At the repricing, tax-free senior lien yields were lowered by five basis points on serials from 2001 through 2007, while the 2012 term was lowered by seven basis points and the 2026 term yields were lowered by five basis points.
The subordinated lien yields were lowered five basis points from 2001 through 2004 and in 2011. The 2026 term bond yield was lowered by four basis points.
The final offering included $134 million of senior lien bonds priced to yield from 4.95% in 1997 to 6.25% in 2007. A 2012 term was priced as 62 to yield 6.337% and a 2026 term, containing $91 million of the loan, was priced as 6s to yield 6.40%.
There was $32 million of subordinate lien bonds priced to yield from 4.25% in 1994 to 6.15% in 2004. A 2011 term was priced as 6.20s to yield 6.375% and a 2026 term was priced as 6 1/4s to yield 6.43%.
Finally, there was 5.6 million of noncallable taxable senior lien bonds priced to yield from 5.10% in 1994 to 6.80% in 1997.
The bonds are rated A by Moody's and A-plus by Fitch, except for the subordinated lien bonds, which are rated A by Fitch.
Both underwriters and other market participants termed the United Nations Development Corp.'s refunding a success.
The deal refunded debt issued by the corporation in the 1980s. Officials say the refunding will save the corporation almost $2 million each year until 2023.
Debt service on the bonds will be paid through lease and rental revenues collected by the corporation from office space and a hotel. The corporation established by the New York State Legislature in 1968 to provide office facilities and lodging for the United Nations and its agencies.
"The deal did well and it was aggressively priced," said one observer of the offering.

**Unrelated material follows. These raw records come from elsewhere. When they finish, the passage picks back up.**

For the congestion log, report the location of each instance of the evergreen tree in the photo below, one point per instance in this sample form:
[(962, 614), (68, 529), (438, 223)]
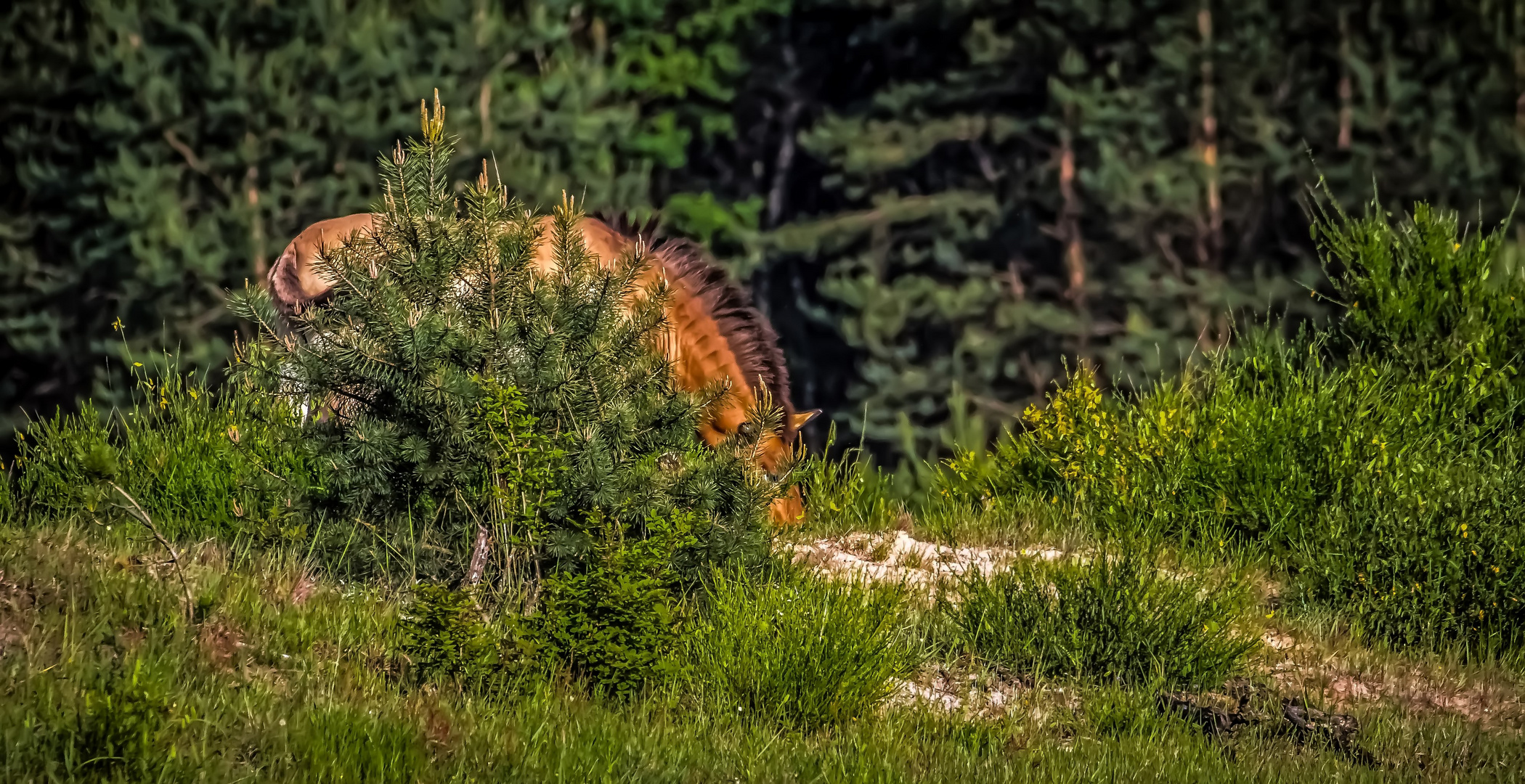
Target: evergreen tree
[(958, 196), (158, 153), (465, 396)]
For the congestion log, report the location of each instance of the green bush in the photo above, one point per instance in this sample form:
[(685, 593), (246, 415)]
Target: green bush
[(123, 720), (800, 650), (1425, 292), (434, 322), (617, 621), (1351, 461), (1114, 620), (200, 462), (444, 635)]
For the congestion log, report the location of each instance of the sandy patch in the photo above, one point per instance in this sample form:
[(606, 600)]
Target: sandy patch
[(898, 557)]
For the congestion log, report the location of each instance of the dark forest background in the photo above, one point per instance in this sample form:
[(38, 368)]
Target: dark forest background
[(938, 203)]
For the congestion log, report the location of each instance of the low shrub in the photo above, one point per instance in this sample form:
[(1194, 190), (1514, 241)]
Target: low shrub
[(200, 461), (444, 635), (436, 318), (615, 620), (1114, 620), (1351, 460), (798, 650)]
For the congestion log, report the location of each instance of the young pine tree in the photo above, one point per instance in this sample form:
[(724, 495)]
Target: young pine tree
[(467, 399)]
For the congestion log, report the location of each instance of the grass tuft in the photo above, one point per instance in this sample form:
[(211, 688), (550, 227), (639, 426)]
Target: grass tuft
[(1114, 620)]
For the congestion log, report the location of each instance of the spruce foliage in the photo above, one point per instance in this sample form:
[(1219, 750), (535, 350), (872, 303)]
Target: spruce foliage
[(463, 389)]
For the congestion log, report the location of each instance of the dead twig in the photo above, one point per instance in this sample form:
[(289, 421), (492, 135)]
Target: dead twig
[(142, 516)]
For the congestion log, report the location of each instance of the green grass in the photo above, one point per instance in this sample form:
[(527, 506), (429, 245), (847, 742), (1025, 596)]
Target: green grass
[(316, 693), (800, 652), (1114, 620), (1356, 487)]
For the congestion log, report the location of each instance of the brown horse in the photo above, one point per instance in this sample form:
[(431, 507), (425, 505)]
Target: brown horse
[(715, 333)]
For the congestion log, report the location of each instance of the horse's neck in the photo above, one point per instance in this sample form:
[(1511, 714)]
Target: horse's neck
[(696, 345)]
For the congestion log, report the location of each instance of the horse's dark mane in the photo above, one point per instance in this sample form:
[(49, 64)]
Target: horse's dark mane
[(744, 328)]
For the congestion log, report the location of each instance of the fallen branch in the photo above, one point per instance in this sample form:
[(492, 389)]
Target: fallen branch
[(142, 516), (479, 552)]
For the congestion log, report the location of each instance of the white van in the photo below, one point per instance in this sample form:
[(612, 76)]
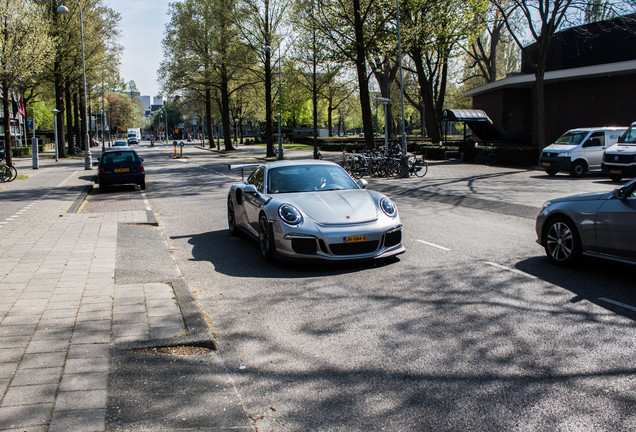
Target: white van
[(579, 150), (619, 160)]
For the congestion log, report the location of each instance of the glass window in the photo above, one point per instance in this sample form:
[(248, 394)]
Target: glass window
[(257, 178)]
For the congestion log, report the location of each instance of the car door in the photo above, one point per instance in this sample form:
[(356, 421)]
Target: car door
[(616, 225), (253, 202), (593, 148)]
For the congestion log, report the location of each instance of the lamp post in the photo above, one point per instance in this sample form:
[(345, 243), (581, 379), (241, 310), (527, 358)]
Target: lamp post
[(55, 113), (63, 10), (385, 102)]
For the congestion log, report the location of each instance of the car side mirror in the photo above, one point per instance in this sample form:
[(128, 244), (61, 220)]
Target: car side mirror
[(620, 193), (251, 189)]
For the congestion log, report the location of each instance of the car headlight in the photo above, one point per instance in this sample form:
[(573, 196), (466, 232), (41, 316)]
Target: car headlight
[(388, 207), (289, 214)]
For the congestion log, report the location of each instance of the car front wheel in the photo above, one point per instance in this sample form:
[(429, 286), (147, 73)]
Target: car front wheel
[(265, 238), (561, 242)]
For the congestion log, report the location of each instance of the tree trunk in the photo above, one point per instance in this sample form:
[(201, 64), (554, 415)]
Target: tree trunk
[(6, 124), (69, 116), (208, 117), (59, 105), (225, 112), (363, 81)]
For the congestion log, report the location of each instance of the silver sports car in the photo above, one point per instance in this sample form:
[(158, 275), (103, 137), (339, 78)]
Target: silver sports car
[(601, 224), (313, 210)]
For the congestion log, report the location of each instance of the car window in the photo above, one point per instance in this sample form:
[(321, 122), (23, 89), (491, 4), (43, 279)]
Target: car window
[(120, 157), (596, 139), (573, 138), (257, 178), (308, 178), (629, 137)]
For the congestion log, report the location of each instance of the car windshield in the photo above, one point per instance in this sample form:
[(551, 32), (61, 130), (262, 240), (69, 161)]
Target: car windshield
[(119, 157), (629, 137), (572, 138), (308, 178)]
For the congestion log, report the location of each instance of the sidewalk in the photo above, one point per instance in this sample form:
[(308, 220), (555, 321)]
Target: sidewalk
[(75, 347), (77, 340)]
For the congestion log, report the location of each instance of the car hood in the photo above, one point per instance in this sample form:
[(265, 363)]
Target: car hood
[(559, 147), (336, 207), (585, 197)]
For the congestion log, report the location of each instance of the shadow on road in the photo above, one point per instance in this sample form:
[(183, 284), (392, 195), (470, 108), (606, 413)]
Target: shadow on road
[(239, 256)]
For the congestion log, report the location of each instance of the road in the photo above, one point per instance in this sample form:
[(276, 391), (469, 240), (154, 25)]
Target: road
[(471, 329)]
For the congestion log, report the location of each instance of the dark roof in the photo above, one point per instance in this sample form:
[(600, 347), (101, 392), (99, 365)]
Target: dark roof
[(603, 42)]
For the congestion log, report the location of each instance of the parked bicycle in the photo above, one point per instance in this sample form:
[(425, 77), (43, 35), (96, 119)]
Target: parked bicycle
[(486, 156), (8, 172)]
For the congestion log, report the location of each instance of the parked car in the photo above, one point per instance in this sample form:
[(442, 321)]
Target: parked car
[(579, 150), (313, 210), (600, 224), (619, 160), (120, 166)]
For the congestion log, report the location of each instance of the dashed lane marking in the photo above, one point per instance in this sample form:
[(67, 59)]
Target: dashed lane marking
[(519, 272), (433, 245), (614, 302)]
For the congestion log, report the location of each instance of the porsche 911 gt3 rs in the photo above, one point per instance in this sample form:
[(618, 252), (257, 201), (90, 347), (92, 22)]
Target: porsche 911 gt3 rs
[(313, 210)]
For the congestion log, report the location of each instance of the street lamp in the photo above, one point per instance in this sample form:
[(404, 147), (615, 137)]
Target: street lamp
[(55, 113), (385, 102), (63, 10)]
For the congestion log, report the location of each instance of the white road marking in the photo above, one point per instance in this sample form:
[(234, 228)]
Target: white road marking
[(519, 272), (623, 305), (433, 245), (146, 202)]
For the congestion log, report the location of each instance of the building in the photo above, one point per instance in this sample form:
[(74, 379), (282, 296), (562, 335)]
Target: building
[(590, 81)]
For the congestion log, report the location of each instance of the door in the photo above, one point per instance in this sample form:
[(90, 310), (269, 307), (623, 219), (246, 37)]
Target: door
[(616, 225), (593, 149)]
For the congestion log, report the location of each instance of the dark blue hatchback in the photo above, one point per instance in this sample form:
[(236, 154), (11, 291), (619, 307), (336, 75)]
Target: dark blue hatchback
[(119, 166)]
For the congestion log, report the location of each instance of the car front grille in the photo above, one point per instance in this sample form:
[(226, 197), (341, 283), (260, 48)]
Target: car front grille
[(353, 248)]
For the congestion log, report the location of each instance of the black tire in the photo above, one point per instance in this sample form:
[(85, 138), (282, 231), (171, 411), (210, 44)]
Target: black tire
[(265, 238), (231, 217), (421, 168), (561, 241), (578, 169)]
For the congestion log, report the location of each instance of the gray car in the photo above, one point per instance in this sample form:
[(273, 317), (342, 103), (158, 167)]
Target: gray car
[(313, 210), (601, 225)]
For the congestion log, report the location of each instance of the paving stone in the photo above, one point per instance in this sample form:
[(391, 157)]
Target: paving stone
[(84, 381), (81, 400), (82, 420), (31, 418), (31, 394), (28, 377)]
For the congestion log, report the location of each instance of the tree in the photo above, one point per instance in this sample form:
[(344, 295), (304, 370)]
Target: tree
[(24, 48), (351, 27), (265, 19)]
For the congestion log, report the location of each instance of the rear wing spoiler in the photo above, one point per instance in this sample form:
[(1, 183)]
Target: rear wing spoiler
[(243, 167)]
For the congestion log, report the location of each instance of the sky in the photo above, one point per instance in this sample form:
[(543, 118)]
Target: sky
[(141, 31)]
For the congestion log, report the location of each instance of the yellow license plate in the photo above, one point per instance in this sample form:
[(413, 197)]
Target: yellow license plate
[(352, 239)]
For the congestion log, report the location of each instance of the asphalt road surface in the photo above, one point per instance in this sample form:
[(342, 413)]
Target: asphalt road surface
[(471, 329)]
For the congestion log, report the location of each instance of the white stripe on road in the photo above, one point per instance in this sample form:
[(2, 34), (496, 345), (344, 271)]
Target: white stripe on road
[(623, 305), (433, 245), (519, 272)]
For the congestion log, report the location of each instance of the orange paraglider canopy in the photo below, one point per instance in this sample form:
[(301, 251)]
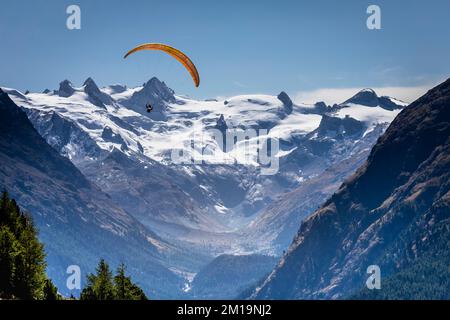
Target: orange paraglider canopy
[(177, 54)]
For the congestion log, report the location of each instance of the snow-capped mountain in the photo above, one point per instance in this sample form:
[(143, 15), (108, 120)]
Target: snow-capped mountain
[(128, 152)]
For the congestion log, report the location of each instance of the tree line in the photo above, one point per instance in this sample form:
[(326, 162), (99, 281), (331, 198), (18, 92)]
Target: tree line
[(23, 265)]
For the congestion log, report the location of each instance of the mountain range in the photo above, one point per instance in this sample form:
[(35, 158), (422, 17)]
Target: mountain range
[(394, 212), (176, 218)]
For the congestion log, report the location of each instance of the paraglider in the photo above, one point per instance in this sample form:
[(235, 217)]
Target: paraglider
[(177, 54)]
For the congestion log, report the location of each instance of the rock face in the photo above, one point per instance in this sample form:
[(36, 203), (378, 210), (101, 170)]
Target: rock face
[(335, 127), (368, 97), (154, 92), (392, 212), (65, 89), (96, 97), (287, 102), (78, 223)]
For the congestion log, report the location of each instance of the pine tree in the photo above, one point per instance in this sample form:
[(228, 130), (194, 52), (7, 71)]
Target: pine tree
[(101, 286), (22, 257), (50, 291)]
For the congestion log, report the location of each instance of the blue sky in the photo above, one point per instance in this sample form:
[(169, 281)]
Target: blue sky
[(306, 48)]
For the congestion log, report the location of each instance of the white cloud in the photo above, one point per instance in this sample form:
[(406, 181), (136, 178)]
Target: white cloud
[(338, 95)]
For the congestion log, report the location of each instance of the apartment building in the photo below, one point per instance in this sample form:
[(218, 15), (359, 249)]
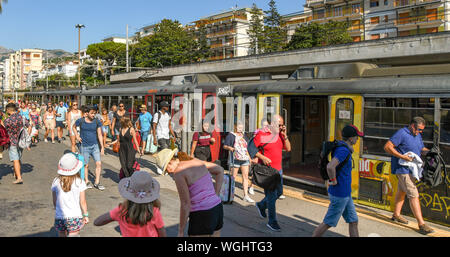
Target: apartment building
[(226, 32), (339, 10), (294, 20)]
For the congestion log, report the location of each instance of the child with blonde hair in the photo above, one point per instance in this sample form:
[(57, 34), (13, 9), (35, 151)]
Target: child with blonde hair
[(139, 215), (69, 199)]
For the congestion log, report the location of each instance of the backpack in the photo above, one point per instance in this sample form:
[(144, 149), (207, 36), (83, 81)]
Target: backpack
[(4, 137), (328, 147), (24, 139), (434, 171)]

Underwriters said the bonds were sold to both retail and institutional investors
In a little known aspect of the deal, New York State has provided a "moral obligation" on the deal's subordinated bonds, which make up $32 million of the issue.
Under the clause, the state says it could appropriate money to finance a reserve fund that covers one year's worth of debt service on the subordinated securities.
Unlike a general obligation of the state, a moral obligation is not backed by the full faith and credit of the state's tax base. As a result, there is no guarantee lawmakers will make the yearly appropriation if the corporation draws on the reserve fund to make debt service payments. The reserve fund is $2.3 million, or one year of debt service on the subordinated debt.
In other primary-market action. A.G. Edwards & Sons as senior manager priced $105 million of Gwinnett County, Ga., general obligation bonds.
The offering included serial bonds priced to yield from 3% in 1994 to 6.15% in 2011.
The offering is rated Aa1 by Moody's and AA by Standard & Poor's.
In follow-through business, Goldman Sachs reported the account closed on an issue of $400 million of California various purpose general obligation bonds.
Traders continued to report good two-way business flow yesterday, as The Blue List fell $63.4 million to $1.59 billion.
In secondary dollar bond trading, prices were unchanged to up as much as 1/4 point.
In late action, Houston Water and Sewer 6 3/8s of 2014 were quoted at 99 1/2-3/4 to yield 6.41%; MBTA 6.10s of 2023 were quoted at 96-1/4 to yield 6.39%; and Georgia MEAG 6 3/8s of 2016 were quoted at 99 1/2-3/4 to yield 6.41%.
North Carolina Catawba 6 1/4s of 2013 were quoted at 98 5/8-99 to yield 6.37%.
In secondary note trading, yields were unchanged to down five basis points.
In late trading, Los Angeles tax and revenue anticipation notes were quoted at 2.45% bid, 2.40% offered, New Jersey Trans were quoted at 2.40% bid, 2.35% offered. Pennsylvania Tans were quoted at 2.45% bid, 2.40% offered.